The match was highlighted by an 80-metre try to Lions fullback Jonathan Davies.

----

== France ==

=== French Test ===
The Kiwis restored some pride by defeating France 36-11 in the test in Carcassonne.

| FB | 1 | Frantz Martial |
| RW | 2 | Claude Sirvent |
| RC | 3 | Pierre Chamorin |
| LC | 4 | David Fraisse |
| LW | 5 | Pascal Bomati |
| SO | 6 | Jean-Marc Garcia |
| SH | 7 | Patrick Entat (c) |
| PR | 8 | Bernard Llong |
| HK | 9 | Mathieu Khedemi |
| PR | 10 | Lilian Hébert |
| SR | 11 | Ezzedine Attia |
| SR | 12 | Mark Bourneville |
| LK | 13 | Daniel Divet |
Substitutions:
| IC | 14 | Pascal Jampy |
| IC | 15 | Thierry Valero |
| IC | 16 | Jean Frison |
| IC | 17 | |
Coach:
FRA Jean-Christophe Vergeynst
| FB | 1 | Morvin Edwards |
| RW | 2 | Daryl Halligan |
| RC | 3 | Kevin Iro |
| LC | 4 | Whetu Taewa |
| LW | 5 | Jason Williams |
| FE | 6 | Tony Kemp |
| HB | 7 | Gary Freeman (c) |
| PR | 8 | Brent Stuart |
| HK | 9 | Denvour Johnston |
| PR | 10 | John Lomax |
| SR | 11 | Jason Lowrie |
| SR | 12 | Quentin Pongia |
| LK | 13 | Jason Mackie |
Substitutions:
| IC | 14 | Iva Ropati |
| IC | 15 | Logan Edwards |
| IC | 16 | Peter Edwards |
| IC | 17 | David Lomax |
Coach:
NZL Howie Tamati

----

== Aftermath ==
The tourists were the first New Zealand team to be whitewashed by Great Britain since the 1951–52 Kiwis tour. The tour made a profit of NZ$238,175.

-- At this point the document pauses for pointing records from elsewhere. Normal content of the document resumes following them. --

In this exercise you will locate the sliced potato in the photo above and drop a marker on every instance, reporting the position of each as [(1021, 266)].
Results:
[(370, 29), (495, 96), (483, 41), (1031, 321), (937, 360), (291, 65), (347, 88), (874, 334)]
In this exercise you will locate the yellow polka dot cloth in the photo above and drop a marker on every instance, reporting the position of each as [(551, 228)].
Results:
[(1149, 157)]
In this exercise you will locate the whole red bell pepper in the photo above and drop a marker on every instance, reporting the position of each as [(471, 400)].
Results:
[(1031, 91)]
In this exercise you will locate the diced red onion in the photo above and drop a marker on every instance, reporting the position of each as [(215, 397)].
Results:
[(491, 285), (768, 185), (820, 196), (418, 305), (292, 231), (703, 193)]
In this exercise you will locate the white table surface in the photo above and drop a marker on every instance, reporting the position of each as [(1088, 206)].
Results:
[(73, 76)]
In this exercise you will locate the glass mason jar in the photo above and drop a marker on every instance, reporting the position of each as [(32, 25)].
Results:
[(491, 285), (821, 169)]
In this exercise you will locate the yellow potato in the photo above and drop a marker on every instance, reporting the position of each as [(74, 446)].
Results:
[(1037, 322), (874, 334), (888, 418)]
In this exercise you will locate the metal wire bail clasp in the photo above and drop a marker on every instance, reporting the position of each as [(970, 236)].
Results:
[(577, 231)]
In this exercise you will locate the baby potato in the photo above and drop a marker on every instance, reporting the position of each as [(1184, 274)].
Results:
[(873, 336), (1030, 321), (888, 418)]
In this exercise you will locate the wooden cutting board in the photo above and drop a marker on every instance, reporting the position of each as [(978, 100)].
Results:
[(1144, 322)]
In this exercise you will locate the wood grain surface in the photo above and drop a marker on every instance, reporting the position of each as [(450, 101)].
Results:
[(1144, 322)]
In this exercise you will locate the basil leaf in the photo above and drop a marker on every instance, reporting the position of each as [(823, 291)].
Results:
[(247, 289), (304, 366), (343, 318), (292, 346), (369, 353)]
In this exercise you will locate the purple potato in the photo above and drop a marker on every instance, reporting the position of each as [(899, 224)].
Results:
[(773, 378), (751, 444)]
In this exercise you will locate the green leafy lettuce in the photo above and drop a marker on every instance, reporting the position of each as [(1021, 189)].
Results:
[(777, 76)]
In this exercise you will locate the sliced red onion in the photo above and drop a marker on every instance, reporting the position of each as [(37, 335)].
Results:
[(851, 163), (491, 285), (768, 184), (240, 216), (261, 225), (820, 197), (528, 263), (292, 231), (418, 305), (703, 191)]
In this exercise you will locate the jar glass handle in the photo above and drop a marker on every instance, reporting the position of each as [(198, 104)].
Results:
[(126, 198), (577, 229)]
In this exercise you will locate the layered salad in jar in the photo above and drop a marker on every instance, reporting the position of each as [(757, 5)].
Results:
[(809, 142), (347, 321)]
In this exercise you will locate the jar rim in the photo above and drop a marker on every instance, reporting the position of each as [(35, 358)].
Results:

Due to the disappointing results against Great Britain, and in the Trans-Tasman Test series against Australia earlier in the year, Howie Tamati was sacked as New Zealand's head coach. Frank Endacott was appointed the new New Zealand coach from 1994. The Kiwis were next in Great Britain for the 1995 Rugby League World Cup.